An Expanding Locally Anisotropic (ELA) Metric Describing Matter in an Expanding Universe

Abstract: It is suggested an expanding locally anisotropic metric (ELA) ansatz describing matter in a flat expanding universe which interpolates between the Schwarzschild (SC) metric near point-like central bodies of mass 'M' and the Robertson-Walker (RW) metric for large radial coordinate: 'ds^2=Z(cdt)2 - 1/Z (dr1-(Hr1/c) Z^alpha/2+1/2(cdt))^2-r1^2 dOmega', where 'Z=1-U' with 'U=2GM/(c^2r1)', 'G' is the Newton constant, 'c' is the speed of light, 'H=H(t)=\dot(a)/a' is the time-dependent Hubble rate, 'dOmega=dtheta^2+sin^2(theta) dvarphi^2' is the solid angle element, 'a' is the universe scale factor and we are employing the coordinates 'r1=ar', being 'r' the radial coordinate for which the RW metric is diagonal.

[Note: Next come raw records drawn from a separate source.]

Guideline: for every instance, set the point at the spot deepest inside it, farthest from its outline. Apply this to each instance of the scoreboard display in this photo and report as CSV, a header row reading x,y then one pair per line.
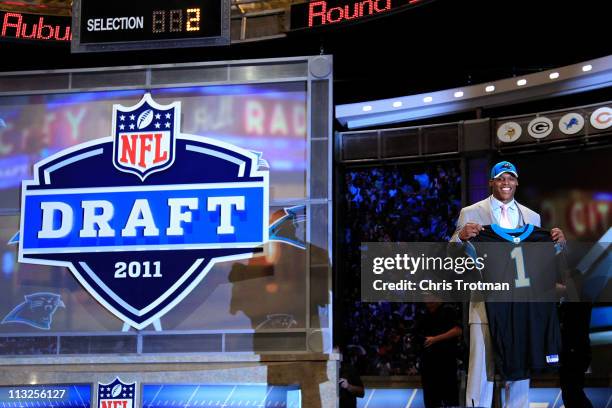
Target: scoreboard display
x,y
112,25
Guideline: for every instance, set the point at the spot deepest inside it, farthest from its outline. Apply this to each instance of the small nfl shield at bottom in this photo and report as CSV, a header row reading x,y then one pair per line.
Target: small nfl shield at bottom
x,y
116,394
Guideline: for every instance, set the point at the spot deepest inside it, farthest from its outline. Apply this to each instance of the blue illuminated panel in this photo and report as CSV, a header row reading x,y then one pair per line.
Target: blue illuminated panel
x,y
46,396
214,395
413,398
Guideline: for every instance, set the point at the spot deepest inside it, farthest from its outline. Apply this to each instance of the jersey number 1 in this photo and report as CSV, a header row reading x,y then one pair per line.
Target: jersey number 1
x,y
522,280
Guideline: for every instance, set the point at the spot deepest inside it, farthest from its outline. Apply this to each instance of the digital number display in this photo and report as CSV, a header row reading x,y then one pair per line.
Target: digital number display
x,y
120,24
47,395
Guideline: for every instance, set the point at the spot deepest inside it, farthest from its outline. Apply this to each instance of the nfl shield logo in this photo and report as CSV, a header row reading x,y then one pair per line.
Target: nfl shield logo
x,y
116,394
144,140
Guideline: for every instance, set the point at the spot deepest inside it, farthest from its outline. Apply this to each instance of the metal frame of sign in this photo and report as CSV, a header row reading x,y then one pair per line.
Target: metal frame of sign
x,y
78,47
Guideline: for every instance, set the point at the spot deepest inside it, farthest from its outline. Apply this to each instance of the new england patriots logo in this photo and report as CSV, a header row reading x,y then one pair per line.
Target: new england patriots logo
x,y
37,310
116,394
139,245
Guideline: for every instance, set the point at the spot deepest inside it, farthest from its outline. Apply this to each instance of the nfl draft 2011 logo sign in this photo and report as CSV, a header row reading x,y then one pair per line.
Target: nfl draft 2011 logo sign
x,y
141,217
116,394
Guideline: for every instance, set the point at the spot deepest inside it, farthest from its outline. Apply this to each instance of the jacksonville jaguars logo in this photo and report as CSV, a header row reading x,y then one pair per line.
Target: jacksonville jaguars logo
x,y
37,310
142,216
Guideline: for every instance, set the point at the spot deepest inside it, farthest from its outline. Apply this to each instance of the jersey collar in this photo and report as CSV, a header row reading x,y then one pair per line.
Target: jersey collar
x,y
525,231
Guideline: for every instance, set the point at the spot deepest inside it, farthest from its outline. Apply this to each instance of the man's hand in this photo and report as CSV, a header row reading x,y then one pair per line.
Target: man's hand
x,y
430,341
470,230
557,235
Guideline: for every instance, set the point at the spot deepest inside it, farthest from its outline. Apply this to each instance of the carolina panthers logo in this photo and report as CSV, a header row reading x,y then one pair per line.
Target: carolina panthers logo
x,y
37,310
290,228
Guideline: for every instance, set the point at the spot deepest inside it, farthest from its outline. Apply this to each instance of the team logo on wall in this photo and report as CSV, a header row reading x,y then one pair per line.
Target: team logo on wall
x,y
36,310
116,394
571,123
601,118
540,127
509,132
141,217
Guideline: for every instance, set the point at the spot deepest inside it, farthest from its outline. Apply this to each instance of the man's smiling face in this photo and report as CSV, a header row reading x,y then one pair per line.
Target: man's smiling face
x,y
504,187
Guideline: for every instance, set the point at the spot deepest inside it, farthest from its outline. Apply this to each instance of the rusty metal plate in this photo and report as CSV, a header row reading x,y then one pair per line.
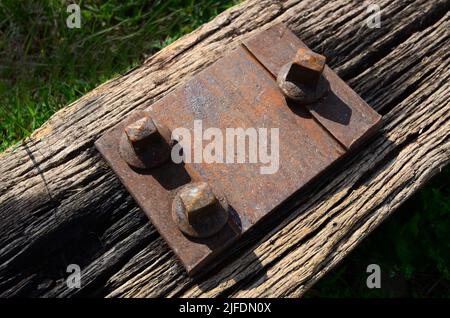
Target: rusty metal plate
x,y
238,91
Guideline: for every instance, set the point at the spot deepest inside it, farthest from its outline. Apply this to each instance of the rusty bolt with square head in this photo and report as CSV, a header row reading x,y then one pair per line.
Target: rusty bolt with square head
x,y
302,79
144,143
198,212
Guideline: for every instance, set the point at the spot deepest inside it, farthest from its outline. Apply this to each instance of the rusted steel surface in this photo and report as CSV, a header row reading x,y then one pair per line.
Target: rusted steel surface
x,y
239,91
342,112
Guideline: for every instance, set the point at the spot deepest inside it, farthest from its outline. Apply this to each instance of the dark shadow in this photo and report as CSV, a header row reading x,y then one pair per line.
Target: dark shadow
x,y
333,108
330,107
38,169
98,217
297,109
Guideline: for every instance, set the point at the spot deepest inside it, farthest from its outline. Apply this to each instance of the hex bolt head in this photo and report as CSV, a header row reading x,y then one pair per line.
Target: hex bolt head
x,y
142,145
198,212
302,79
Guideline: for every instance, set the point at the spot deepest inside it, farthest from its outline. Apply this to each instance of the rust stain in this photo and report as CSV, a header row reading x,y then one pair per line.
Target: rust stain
x,y
241,90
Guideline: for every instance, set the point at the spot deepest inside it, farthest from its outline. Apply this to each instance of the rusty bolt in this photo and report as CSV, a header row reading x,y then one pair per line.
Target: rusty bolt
x,y
143,145
198,212
302,79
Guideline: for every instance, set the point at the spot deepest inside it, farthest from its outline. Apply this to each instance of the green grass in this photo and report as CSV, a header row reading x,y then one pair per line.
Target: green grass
x,y
412,248
44,66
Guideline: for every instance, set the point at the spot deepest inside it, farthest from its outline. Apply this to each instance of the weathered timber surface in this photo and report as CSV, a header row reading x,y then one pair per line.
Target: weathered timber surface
x,y
60,203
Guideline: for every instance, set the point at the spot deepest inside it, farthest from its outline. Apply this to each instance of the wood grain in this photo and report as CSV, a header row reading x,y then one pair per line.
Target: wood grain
x,y
61,204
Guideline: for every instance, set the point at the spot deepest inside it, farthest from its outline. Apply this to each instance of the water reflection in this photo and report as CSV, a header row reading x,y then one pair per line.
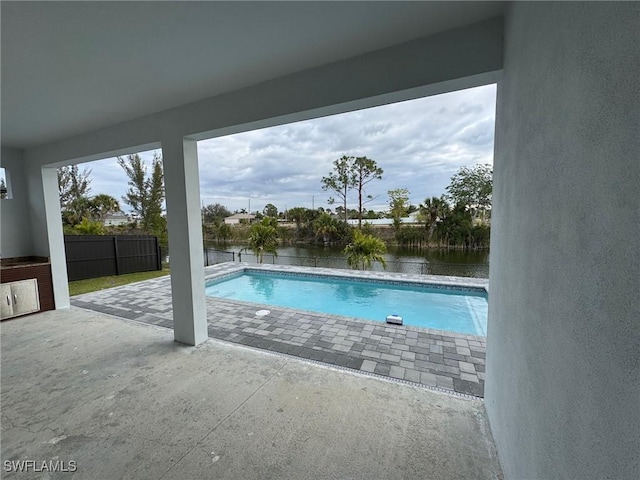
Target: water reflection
x,y
262,285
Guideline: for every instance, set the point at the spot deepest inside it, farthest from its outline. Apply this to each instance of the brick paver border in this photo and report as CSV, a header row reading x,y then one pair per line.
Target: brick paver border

For constant exponent 'alpha=alpha0=0' it is retrieved the isotropic McVittie (McV) metric and for 'alpha=alpha0=1' it is retrieved the locally anisotropic Cosmological-Schwarzschild (SCS) metric, both already discussed in the literature. However it is shown that only for constant exponent 'alpha=alpha0> 1' exists an event horizon at the SC radius 'r1=2GM/c^2' and only for 'alpha=alpha0>= 3' space-time is singularity free for this value of the radius. These bounds exclude the previous existing metrics, for which the SC radius is a naked extended singularity. In addition it is shown that for 'alpha=alpha0>5' space-time is approximately Ricci flat in a neighborhood of the event horizon such that the SC metric is a good approximation in this neighborhood. It is further shown that to strictly maintain the SC mass pole at the origin 'r1=0' without the presence of more severe singularities it is required a radial coordinate dependent correction to the exponent 'alpha(r1)=alpha0+alpha1 '2GM/(c^2 r1)' with a negative coefficient 'alpha1<0'. The energy-momentum density, pressures and equation of state are discussed.